Problemy Tuy z pieniędzmi wynikają głównie z trwającej sześć lat walki na drodze sądowej z byłymi menedżerami Kevinem Barrym i Martinem Pughem, z którymi rozstał się w 2003 roku. Szczegóły ugody, która nastąpiła w 2009 roku, nie są znane. Wiadomo natomiast, że organy odpowiedzialne za podatki zamroziły honoraria za trzy ostatniej pojedynki 38-letniego pięściarza. - To się musiało stać, inaczej nie stałbym się człowiekiem, którym jestem teraz. Życie przysparza dużo doświadczeń. Raz są one przyjemne, innym razem ludziom jest ciężko dać sobie z nimi radę. Każdego dnia dziękuję Panu za to, że ja sobie poradziłem - mówi Nowozelandczyk.
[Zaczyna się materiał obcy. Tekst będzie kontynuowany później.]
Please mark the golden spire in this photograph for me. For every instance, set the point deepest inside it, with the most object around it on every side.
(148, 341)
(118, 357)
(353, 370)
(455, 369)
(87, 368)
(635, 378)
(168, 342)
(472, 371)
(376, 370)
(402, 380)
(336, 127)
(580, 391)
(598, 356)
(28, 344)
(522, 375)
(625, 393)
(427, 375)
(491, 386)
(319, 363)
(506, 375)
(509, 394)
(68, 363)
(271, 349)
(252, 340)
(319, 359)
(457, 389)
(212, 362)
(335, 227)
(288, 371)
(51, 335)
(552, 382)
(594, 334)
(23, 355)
Obok Andrzeja Gołoty i Ike Ibeabuchiego, Tua zaliczany jest do najlepszych pięściarzy wagi ciężkiej lat 90., którym nigdy nie udało się zdobyć tytułu mistrza świata. W przeciwieństwie do Polaka, który pas mistrzowski próbował zdobyć aż czterokrotnie, Tua dostał tylko jedną taką szansę. We wspomnianej walce z Lewisem stawką były pasy WBC, IBF i IBO, jednak "Tuamanator" uległ Brytyjczykowi na punkty. Choć pięściarz zbliża się do czterdziestki, to zapowiada, że w boksie chce zostać jeszcze przez pięć lat. 19 marca Tua zmierzy się z przeciętnym Demetrice'em Kingiem. Szkoleniowcem Tuy jest obecnie Roger Bloodworth, trenujący również Tomasza Adamka.